Happenings, Insights, Thought Leadership
Diversity and inclusion have been important topics for businesses in all sectors for many years, and research has underscored the very real value that increasing diversity and inclusion delivers. according to the Harvard Business Review, teams with inclusive leaders are more likely to report that they are high performing, make high-quality decisions and behave collaboratively.
While the benefits of increasing diversity – a term meant to encompass gender, race, background, culture, philosophy, experiences, ways of thinking and other parameters – have been accepted for years, much of the focus has been on the employee level. In recent years there has been an increasing focus on the importance of diversity in boards of directors, and it’s in this realm that it’s important to explore the wider definition of diversity.

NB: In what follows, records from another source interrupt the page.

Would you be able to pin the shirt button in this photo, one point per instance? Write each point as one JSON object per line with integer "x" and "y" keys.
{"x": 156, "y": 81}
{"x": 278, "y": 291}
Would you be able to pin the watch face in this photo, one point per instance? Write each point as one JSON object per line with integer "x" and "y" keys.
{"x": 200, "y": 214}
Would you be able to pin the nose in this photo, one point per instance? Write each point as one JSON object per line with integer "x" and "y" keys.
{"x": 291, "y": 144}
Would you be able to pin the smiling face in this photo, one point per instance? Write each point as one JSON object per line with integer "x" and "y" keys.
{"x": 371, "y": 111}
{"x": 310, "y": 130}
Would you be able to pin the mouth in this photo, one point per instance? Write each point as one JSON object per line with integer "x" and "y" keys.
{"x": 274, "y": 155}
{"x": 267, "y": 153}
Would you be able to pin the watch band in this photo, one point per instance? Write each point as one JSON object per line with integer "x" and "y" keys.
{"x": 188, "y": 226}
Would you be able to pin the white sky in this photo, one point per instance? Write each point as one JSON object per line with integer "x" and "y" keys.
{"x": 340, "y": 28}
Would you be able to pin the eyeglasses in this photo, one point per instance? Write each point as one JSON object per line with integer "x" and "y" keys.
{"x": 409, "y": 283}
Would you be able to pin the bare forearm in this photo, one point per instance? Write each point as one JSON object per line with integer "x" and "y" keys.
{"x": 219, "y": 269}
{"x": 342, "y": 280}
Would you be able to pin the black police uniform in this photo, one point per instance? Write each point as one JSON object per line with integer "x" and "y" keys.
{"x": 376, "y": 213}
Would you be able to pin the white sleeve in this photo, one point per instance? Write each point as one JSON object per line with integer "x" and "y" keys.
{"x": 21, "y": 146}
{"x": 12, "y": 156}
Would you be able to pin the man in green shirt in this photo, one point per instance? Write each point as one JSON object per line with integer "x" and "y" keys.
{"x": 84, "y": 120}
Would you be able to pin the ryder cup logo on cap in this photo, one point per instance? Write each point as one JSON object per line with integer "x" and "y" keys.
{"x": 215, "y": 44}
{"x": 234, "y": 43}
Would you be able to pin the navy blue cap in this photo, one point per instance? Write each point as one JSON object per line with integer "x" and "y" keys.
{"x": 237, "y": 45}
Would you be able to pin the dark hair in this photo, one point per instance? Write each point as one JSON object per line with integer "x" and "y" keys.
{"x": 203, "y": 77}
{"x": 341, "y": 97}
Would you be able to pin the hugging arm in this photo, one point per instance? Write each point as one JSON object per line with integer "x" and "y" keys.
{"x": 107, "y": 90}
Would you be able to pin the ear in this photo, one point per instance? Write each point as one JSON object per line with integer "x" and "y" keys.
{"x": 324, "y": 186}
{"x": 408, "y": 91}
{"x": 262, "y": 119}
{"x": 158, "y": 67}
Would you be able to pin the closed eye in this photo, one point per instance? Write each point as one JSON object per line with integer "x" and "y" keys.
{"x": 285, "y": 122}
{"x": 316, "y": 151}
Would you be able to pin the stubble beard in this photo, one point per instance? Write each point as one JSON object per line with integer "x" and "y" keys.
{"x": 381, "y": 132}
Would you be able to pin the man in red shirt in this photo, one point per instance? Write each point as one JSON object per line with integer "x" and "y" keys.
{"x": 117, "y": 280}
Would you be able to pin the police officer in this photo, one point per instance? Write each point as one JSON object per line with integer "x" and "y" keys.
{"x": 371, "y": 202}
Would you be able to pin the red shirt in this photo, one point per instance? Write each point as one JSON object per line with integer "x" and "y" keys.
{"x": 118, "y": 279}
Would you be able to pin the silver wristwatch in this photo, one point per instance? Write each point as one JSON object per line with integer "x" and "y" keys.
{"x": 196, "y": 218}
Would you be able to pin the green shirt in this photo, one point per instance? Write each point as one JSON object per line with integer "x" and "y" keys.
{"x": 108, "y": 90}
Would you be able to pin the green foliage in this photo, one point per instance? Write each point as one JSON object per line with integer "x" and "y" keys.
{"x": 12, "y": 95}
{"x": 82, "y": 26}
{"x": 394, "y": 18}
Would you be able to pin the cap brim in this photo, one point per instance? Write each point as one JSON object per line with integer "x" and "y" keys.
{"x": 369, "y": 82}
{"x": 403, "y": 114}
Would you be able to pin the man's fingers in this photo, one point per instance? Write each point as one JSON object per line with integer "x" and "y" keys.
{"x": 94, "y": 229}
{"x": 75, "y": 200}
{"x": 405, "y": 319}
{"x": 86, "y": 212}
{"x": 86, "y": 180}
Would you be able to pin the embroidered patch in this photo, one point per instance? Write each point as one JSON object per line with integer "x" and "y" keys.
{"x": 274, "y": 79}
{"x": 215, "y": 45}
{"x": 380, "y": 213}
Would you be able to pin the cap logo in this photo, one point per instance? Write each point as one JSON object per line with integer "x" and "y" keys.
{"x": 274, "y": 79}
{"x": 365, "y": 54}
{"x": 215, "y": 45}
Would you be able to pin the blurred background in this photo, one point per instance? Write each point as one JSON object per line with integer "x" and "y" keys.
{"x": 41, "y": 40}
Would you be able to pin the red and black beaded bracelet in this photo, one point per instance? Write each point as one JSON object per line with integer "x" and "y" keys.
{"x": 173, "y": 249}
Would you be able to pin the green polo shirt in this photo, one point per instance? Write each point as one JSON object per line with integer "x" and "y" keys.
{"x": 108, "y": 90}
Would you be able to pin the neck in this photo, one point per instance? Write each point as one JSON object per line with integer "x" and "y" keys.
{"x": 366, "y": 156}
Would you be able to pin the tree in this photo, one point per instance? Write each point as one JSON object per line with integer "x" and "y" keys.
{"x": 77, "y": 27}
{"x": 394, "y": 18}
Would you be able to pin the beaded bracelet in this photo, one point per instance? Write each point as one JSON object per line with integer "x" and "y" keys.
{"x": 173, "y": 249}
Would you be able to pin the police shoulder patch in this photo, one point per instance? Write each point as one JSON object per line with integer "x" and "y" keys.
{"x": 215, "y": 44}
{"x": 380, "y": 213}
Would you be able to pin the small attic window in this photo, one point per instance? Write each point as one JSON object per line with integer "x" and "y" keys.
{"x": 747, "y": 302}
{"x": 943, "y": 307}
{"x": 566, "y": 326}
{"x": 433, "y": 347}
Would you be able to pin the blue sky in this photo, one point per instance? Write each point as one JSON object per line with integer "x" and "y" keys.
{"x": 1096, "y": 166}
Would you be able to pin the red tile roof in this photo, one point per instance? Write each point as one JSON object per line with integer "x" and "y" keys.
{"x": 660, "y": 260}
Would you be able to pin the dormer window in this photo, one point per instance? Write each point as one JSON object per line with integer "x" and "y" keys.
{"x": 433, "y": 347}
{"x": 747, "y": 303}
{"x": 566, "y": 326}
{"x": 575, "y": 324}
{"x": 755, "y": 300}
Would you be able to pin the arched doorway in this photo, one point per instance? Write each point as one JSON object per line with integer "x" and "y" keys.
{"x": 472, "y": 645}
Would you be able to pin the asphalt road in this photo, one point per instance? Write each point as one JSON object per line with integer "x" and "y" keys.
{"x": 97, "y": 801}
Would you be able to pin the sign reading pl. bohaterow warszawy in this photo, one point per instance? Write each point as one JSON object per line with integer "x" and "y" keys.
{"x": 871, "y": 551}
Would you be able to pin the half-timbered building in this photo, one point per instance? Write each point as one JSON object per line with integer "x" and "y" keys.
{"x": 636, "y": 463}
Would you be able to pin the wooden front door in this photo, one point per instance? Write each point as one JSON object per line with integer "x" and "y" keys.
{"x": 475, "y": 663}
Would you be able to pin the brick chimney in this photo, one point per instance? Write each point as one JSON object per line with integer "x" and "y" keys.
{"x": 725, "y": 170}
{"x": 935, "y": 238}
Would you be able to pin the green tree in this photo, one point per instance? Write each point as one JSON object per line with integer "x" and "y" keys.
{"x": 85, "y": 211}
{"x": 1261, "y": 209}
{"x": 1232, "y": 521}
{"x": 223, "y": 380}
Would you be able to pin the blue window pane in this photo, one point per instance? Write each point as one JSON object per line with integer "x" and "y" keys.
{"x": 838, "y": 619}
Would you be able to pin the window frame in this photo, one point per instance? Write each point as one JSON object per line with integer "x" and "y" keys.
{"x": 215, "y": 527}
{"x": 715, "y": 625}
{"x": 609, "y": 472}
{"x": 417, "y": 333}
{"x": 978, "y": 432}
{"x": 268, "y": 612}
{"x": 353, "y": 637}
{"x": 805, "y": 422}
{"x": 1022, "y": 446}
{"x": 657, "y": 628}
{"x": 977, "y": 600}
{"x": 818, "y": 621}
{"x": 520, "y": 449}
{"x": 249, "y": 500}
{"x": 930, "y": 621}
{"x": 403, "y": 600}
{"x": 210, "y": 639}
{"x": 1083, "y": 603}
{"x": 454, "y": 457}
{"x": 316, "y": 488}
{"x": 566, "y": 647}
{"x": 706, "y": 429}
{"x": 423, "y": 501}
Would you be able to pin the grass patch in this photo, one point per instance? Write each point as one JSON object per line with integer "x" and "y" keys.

“Boards of directors best serve their organizations when they focus on the future, so recognizing coming trends and looking for individuals who have the skills and attributes to meet the coming challenges is key to setting up for success,” says Scott Binder, FCC Services’ CEO. “For Farm Credit, for example, diversity can come from the standpoint of diverse industry experiences, commodities, operation size, even work experience outside of agriculture.” In addition, what researchers call “cognitive diversity” can come from differences in life experience, personality and leadership experience.
In today’s complex world, boards are facing a myriad of often escalating challenges. Cyber risk, regulatory developments, technology disruption and the increasingly connected global economy present both challenges and opportunities. An organization’s board best serves its governance role when it is equipped to respond to these pressures, and diversity of thought, with new ideas and perspectives, is key to doing so.
“Expanding the breadth of knowledge and understanding in the boardroom can help resolve blind spots, help them think differently and creatively about an upcoming decision and really offer fresh thinking and fresh perspective that can open opportunity,” says Jean Cantey Segal, Chief Learning Officer of Learning and Consulting Services for FCC Services.
Agriculture itself is changing, with the advent of both extremely large farms alongside very small operations, with urban agriculture and vertical farming, with technological and market disruption, and with new uses and new markets for traditional products. In the face of all this change, it’s imperative that the organizations that support agriculture also evolve, including the perspectives from the boardroom. Diversity in the boardroom can be hard to come by, though, especially among cooperatives that have boards with primarily elected directors.
“One of the challenges of an elected board is that everyone might be nominating and/or voting for who they believe is the very best from an area, but eventually that all roles up into a team, and absent of any efforts to change, it is possible for the whole team to be very similar. So individually there is greatness, but teamwise we’re missing out,” says Byron Enix, CEO of American AgCredit (AAC).
AAC has made a concerted effort to increase diversity in its boardroom, primarily working through its nominating committee, which looks for missing pieces of experience or perspective and actively seeks out qualified candidates with those attributes.
“As this happens over time, our board will grow more diverse, which will ultimately benefit AAC and our members,” says Byron. “It starts with the board setting diversity as a priority, and with the nominating committee’s commitment we’ll achieve it, and gain the value of diversity including creating better solutions for all segments of agriculture we serve.”
“AAC isn’t alone in proactively seeking diversity in its board of directors,” says Leslie Hilton, Vice President of Governance/Board Development for FCC Services, “From my interactions with our clients, most organizations are aware of the value of having diversity in the boardroom in order to make sound decisions to ensure the success of the cooperative. Beyond just the board composition, though, is the importance of welcoming and listening to those diverse perspectives and opinions to inform those decisions. This is an important communications skill for all teams so they avoid missing key risks and opportunities.”
Many cooperative boards are addressing this by appointing outside directors who offer different expertise, experience and viewpoints. Making sure that service on the board is attractive and asking management to identify and invite diverse members to become candidates for the board is also beneficial. And when boards themselves can’t provide the diversity of perspectives needed, bringing in outside experts for specific topics can also benefit the board’s discussion, especially during difficult or important decisions.
“Agriculture is becoming more diverse, rural communities are becoming more diverse, America is becoming more diverse, so it makes sense that our organizations and their leadership will also become more diverse,” says Scott. “I can imagine in the future that diversity might become an odd thing to think about, because we will have fully achieved it. In the meantime, it’s gratifying to see that organizations are recognizing the value of diverse perspectives on their boards and taking steps to seek diversity among their directors.”